Learning about Dimension Pro



Over the last couple of weeks I've been spending a lot of time getting to know the Dimension Pro virtual synthesizer (by Cakewalk). I purchased it a few months ago after being very impressed with the copy of Dimension LE which I received with the Proteus 2000 sound library I purchased off of Digital Sound Factory.

It's an excellent sample playback machine with some extensive modulation capabilities. It's also arranged somewhat similarly to earlier Roland digital synths so I fell right at home (having cut my teeth making patches on the JV-80). It has some really interesting single cycle waveform handling abilities and it has extensive support for the sfz multisample format. That kind of makes up for the fact that you have no interface to mapping, looping, and manipulating samples. For old school patch making that isn't really a limitation at all. It's just like working on any digital synth. Plus you get a big sound library on DVD when you purchase the Pro edition.

My little project with Dimension was basically to get all my purchased soundfonts into it. Over many episodes of the Crystal Dreams Podcast I'd been slowly driven mad by the SFZ player's instability on my dual core Intel processor. Even the commercial version (SFZ+) has the sample problem. Ableton's Sampler product doesn't fully support soundfont imports so Dimension was my only non-financial choice.

I was lucky enough to find the free edition of Chicken Systems Translator which would do about 75% of the job of converting the soundfont to the sfz file format (which is Dimension's main multisample format). There are a few errors in translation which I ended up writing a little Perl script to correct (the thought of hand editing 500 odd sfz text files was too much to bare!). So all that's left it to make the .prog files which Dimension needs for it's patch browser. It's a fairly tedious process of dropping an sfz into an empty patch and which then gets saved into the appropriate directory. For the sake of completeness I will also check the patches against the original soundfonts just to make sure no parameters have missed.

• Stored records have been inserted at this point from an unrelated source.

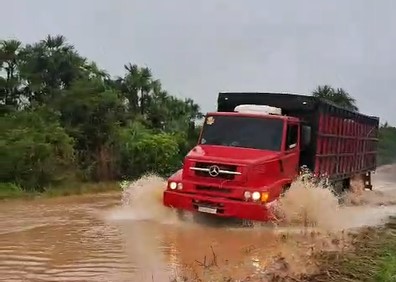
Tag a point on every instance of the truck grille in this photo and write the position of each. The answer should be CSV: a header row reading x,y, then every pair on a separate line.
x,y
223,171
213,189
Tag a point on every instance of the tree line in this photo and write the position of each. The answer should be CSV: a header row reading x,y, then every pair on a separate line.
x,y
63,118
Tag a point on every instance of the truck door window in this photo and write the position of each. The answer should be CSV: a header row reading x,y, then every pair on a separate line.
x,y
292,136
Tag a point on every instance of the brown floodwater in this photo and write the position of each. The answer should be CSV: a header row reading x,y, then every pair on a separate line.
x,y
131,237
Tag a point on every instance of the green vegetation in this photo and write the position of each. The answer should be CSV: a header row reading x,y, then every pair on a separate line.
x,y
373,259
65,120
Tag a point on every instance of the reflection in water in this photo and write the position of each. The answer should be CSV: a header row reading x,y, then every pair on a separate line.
x,y
94,238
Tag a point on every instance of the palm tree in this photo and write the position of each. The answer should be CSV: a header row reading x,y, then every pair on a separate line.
x,y
339,97
9,59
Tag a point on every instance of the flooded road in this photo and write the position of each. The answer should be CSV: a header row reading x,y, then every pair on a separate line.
x,y
131,237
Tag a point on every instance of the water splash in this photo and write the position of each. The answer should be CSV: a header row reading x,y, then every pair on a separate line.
x,y
142,201
314,220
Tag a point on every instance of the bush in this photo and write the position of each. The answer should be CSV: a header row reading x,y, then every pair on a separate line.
x,y
142,151
35,150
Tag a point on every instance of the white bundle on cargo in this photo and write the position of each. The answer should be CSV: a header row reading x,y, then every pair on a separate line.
x,y
258,109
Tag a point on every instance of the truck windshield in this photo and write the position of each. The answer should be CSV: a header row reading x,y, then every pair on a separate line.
x,y
246,132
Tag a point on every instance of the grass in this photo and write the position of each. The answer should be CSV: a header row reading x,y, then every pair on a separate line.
x,y
373,259
12,191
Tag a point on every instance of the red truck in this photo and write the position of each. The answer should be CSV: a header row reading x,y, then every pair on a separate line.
x,y
251,149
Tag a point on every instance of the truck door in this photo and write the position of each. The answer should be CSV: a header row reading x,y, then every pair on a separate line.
x,y
291,150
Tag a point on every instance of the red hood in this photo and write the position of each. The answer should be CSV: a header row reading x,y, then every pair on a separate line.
x,y
231,154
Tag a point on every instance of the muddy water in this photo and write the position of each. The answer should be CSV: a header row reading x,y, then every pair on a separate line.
x,y
131,237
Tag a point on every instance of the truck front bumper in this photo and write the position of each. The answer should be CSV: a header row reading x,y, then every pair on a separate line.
x,y
218,206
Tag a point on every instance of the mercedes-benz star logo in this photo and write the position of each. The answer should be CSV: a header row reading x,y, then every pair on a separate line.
x,y
214,170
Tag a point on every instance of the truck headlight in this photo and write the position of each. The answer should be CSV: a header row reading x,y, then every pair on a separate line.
x,y
256,196
247,195
173,185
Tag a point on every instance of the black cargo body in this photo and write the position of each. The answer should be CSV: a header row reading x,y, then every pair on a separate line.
x,y
318,113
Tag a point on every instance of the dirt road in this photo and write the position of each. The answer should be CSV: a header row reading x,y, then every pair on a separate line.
x,y
131,237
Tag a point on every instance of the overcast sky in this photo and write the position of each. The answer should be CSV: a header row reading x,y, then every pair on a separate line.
x,y
198,48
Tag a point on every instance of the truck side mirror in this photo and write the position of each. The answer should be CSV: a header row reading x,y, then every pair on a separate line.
x,y
305,136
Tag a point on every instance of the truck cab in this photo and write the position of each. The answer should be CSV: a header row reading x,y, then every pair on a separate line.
x,y
244,160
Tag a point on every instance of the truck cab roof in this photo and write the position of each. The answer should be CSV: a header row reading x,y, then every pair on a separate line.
x,y
256,115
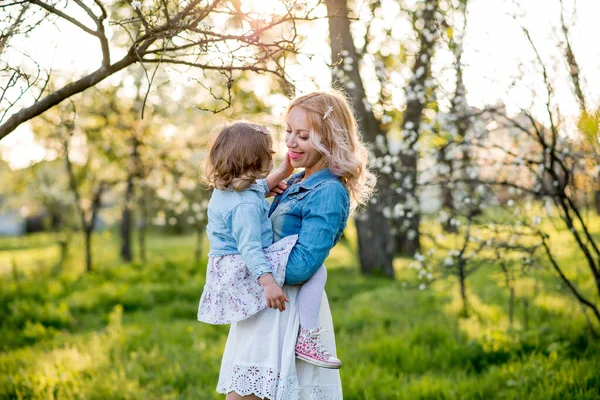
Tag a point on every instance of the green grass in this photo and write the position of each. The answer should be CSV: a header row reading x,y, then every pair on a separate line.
x,y
128,331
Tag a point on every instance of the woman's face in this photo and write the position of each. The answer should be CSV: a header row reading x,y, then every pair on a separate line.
x,y
302,153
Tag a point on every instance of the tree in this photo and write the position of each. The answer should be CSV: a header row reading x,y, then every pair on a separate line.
x,y
208,36
374,240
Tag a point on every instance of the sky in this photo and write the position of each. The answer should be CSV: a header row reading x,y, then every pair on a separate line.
x,y
494,49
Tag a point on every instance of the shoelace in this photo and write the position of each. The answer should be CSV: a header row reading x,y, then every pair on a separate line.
x,y
320,347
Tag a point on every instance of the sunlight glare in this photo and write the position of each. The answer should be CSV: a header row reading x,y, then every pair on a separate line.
x,y
263,8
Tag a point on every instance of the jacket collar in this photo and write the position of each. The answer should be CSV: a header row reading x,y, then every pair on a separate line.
x,y
314,180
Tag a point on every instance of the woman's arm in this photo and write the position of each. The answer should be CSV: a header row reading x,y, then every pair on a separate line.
x,y
324,213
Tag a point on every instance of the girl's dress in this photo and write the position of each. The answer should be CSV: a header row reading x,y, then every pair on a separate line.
x,y
259,354
231,294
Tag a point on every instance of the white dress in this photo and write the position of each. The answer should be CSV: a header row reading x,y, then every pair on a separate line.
x,y
259,357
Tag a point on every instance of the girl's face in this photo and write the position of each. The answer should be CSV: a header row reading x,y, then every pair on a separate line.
x,y
302,153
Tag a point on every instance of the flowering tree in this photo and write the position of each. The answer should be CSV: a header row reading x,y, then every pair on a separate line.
x,y
213,37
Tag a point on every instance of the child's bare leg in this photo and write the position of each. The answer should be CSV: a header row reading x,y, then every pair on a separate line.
x,y
309,299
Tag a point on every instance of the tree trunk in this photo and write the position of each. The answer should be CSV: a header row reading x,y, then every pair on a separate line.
x,y
511,307
143,226
373,229
406,228
462,278
88,248
525,314
373,260
447,190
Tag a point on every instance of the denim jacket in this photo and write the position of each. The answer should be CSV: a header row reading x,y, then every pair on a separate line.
x,y
238,223
317,211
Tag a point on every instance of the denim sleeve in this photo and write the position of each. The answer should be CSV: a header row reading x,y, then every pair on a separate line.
x,y
246,228
325,212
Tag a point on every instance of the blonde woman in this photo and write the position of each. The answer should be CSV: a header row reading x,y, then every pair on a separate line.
x,y
259,360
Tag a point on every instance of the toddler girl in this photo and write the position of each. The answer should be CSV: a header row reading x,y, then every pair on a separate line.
x,y
245,268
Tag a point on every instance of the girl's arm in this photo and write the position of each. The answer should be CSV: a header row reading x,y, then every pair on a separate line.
x,y
246,222
247,231
325,212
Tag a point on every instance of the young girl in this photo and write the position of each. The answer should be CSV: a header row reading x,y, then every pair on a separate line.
x,y
246,269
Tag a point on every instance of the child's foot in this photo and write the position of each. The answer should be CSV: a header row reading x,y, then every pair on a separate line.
x,y
310,349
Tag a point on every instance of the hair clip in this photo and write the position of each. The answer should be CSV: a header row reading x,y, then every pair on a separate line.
x,y
327,113
262,129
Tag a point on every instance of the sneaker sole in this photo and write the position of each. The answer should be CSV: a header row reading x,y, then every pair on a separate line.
x,y
318,363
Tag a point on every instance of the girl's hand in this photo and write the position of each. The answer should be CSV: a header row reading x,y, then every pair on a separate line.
x,y
286,168
273,293
277,190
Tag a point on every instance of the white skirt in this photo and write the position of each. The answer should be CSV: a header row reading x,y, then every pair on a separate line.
x,y
259,357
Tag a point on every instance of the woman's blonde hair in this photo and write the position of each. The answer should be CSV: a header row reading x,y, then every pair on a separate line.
x,y
241,153
334,133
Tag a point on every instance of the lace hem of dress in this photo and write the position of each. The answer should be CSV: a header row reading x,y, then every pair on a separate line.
x,y
266,383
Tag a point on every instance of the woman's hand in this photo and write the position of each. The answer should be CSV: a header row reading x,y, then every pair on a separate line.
x,y
277,190
285,168
273,293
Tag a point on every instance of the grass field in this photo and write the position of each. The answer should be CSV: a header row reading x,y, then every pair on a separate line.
x,y
128,331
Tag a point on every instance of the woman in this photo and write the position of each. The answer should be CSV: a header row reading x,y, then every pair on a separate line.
x,y
259,360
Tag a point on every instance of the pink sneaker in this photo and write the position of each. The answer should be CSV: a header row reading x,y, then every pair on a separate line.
x,y
310,349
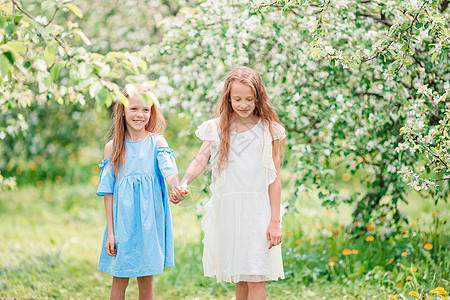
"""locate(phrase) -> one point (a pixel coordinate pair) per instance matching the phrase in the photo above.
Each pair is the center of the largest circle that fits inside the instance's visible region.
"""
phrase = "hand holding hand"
(274, 234)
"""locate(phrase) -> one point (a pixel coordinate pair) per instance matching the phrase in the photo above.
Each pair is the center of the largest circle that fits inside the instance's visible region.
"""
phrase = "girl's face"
(137, 114)
(242, 100)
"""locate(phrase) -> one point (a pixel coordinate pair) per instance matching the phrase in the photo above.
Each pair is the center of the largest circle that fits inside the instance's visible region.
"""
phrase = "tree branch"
(381, 19)
(444, 5)
(25, 13)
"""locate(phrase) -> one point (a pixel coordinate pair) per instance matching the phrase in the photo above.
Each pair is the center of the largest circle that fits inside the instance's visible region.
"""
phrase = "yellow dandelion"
(347, 252)
(346, 177)
(428, 246)
(414, 293)
(370, 238)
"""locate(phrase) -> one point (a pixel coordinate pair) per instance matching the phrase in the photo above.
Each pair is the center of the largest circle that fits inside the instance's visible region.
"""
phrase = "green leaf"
(94, 88)
(45, 5)
(5, 65)
(102, 95)
(75, 9)
(77, 32)
(44, 81)
(333, 62)
(120, 96)
(143, 65)
(316, 53)
(50, 55)
(84, 70)
(55, 70)
(52, 30)
(433, 57)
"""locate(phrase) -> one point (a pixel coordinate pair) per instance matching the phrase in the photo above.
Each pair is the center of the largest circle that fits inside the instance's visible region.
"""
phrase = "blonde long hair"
(224, 109)
(156, 124)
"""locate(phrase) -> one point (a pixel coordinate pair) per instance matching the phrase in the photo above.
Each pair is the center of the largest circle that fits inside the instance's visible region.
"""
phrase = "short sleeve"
(279, 132)
(107, 178)
(208, 131)
(166, 161)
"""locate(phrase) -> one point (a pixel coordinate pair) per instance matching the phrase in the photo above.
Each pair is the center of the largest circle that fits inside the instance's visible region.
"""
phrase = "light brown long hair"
(156, 124)
(224, 109)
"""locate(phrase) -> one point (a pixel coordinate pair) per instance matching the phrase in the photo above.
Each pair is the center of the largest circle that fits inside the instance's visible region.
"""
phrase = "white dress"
(238, 213)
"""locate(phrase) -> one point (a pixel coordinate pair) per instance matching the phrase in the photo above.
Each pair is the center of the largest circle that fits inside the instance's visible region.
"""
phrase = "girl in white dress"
(242, 223)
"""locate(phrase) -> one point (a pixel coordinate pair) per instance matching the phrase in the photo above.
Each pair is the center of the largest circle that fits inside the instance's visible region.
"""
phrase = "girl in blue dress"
(138, 237)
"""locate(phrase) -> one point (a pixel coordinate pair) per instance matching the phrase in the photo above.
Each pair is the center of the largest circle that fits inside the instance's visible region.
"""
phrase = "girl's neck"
(253, 119)
(134, 136)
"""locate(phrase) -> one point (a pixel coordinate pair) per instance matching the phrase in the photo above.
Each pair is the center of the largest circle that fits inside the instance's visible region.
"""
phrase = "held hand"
(110, 245)
(178, 194)
(274, 235)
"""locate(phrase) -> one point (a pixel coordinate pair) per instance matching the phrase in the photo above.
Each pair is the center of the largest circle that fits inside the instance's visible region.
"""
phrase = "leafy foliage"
(346, 78)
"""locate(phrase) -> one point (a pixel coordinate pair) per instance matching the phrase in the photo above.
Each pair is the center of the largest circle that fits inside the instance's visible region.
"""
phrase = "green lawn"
(51, 239)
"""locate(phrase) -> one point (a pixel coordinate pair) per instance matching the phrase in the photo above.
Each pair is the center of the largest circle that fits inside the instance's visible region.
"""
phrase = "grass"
(51, 237)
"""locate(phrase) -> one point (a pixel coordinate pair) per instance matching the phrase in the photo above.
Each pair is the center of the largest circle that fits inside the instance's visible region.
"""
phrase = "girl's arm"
(274, 234)
(197, 165)
(108, 200)
(173, 181)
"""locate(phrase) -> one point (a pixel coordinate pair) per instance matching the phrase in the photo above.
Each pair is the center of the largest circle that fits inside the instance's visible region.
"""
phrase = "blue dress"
(142, 220)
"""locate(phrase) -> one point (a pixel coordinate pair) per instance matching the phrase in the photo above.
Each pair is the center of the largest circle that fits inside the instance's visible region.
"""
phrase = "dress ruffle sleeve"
(166, 161)
(107, 178)
(208, 131)
(279, 132)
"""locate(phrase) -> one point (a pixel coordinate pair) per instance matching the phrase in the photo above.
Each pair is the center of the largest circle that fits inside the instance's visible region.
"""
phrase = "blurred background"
(361, 87)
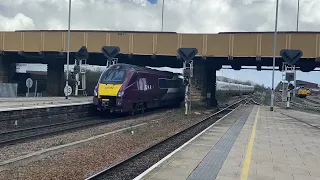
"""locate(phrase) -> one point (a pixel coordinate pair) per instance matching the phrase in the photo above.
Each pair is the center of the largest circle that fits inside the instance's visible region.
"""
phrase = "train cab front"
(108, 94)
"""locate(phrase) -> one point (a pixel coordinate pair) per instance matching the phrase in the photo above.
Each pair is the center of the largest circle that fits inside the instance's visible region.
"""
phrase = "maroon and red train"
(128, 88)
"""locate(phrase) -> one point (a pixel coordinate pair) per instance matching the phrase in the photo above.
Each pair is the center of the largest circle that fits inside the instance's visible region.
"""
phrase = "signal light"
(186, 72)
(291, 86)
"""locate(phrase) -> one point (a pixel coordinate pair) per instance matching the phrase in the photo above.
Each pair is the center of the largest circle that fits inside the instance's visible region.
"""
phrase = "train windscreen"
(113, 76)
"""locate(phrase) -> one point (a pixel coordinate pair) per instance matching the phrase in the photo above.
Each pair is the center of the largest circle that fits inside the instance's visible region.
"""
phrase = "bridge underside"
(156, 50)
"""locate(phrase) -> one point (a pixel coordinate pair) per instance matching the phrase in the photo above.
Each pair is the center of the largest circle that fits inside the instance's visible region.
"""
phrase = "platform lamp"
(162, 11)
(295, 71)
(274, 54)
(68, 50)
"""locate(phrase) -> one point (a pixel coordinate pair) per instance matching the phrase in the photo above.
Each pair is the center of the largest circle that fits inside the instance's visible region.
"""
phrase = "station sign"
(291, 56)
(187, 54)
(110, 52)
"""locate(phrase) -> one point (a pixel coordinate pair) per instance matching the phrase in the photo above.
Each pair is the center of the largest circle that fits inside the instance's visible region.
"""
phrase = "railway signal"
(110, 52)
(81, 59)
(291, 56)
(187, 54)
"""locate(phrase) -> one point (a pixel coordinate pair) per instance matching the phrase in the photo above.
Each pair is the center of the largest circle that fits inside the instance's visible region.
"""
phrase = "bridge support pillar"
(7, 70)
(203, 84)
(211, 79)
(197, 84)
(55, 77)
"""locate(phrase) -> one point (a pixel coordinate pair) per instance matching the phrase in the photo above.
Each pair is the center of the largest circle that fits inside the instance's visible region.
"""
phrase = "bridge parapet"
(148, 43)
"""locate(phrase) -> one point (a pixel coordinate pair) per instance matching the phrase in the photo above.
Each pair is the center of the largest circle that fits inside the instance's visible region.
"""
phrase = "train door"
(143, 87)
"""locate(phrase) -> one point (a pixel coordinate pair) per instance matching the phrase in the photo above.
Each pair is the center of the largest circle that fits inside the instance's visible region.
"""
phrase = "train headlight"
(120, 93)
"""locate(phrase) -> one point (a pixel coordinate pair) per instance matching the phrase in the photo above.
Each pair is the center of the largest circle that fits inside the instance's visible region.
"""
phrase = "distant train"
(234, 89)
(302, 92)
(132, 89)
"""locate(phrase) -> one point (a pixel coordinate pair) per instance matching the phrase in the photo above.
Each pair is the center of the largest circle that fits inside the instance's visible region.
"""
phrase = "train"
(234, 89)
(132, 89)
(302, 92)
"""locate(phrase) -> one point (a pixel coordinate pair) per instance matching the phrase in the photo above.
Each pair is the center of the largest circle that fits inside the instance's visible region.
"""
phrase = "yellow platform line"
(246, 166)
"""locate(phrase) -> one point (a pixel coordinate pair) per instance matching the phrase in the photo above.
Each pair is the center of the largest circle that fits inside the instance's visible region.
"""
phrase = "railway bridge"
(157, 49)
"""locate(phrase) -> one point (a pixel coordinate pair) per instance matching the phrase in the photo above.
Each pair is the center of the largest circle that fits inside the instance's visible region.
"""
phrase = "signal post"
(290, 57)
(187, 54)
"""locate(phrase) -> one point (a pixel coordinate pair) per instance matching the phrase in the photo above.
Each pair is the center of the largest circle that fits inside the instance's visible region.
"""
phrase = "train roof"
(144, 69)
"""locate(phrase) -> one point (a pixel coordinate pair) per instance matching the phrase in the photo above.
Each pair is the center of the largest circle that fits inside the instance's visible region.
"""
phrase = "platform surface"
(252, 143)
(9, 104)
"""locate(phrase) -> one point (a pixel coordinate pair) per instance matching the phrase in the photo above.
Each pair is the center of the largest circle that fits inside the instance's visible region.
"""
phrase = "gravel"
(9, 152)
(94, 156)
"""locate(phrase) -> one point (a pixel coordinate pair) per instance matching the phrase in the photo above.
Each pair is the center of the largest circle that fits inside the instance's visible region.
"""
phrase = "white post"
(288, 98)
(274, 55)
(68, 50)
(77, 85)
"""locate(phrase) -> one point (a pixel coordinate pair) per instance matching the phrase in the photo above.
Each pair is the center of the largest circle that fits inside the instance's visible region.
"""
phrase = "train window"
(168, 83)
(113, 76)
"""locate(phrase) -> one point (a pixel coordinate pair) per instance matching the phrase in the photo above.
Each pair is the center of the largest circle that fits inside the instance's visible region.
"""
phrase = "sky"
(183, 16)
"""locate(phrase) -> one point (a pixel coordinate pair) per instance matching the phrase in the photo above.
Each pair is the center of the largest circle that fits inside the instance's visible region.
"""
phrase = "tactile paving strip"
(210, 166)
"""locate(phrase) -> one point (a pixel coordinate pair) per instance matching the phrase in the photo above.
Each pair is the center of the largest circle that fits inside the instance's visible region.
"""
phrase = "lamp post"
(68, 51)
(162, 15)
(298, 13)
(274, 54)
(295, 71)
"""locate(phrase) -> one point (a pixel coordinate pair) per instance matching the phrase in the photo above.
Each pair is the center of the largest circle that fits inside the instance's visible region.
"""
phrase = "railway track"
(138, 163)
(22, 135)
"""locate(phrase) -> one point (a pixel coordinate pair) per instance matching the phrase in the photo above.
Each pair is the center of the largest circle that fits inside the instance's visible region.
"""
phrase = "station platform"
(24, 103)
(251, 143)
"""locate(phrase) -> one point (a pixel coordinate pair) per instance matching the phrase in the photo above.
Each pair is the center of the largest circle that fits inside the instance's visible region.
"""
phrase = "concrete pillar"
(211, 86)
(198, 85)
(55, 77)
(7, 70)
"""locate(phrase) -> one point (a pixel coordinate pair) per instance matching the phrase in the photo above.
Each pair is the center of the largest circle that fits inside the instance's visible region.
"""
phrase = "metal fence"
(8, 89)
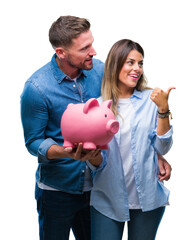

It would have been nice to have the process being completely automatic I suppose but I'm starting to realise that fully automatic sample format conversion is something that just doesn't exist. There's always something to tweak.

BUT it's a great way to get familiar with the sound libraries I'm converting. There are literally hundreds of instruments in these libraries and I almost missed a few good ones the first time around!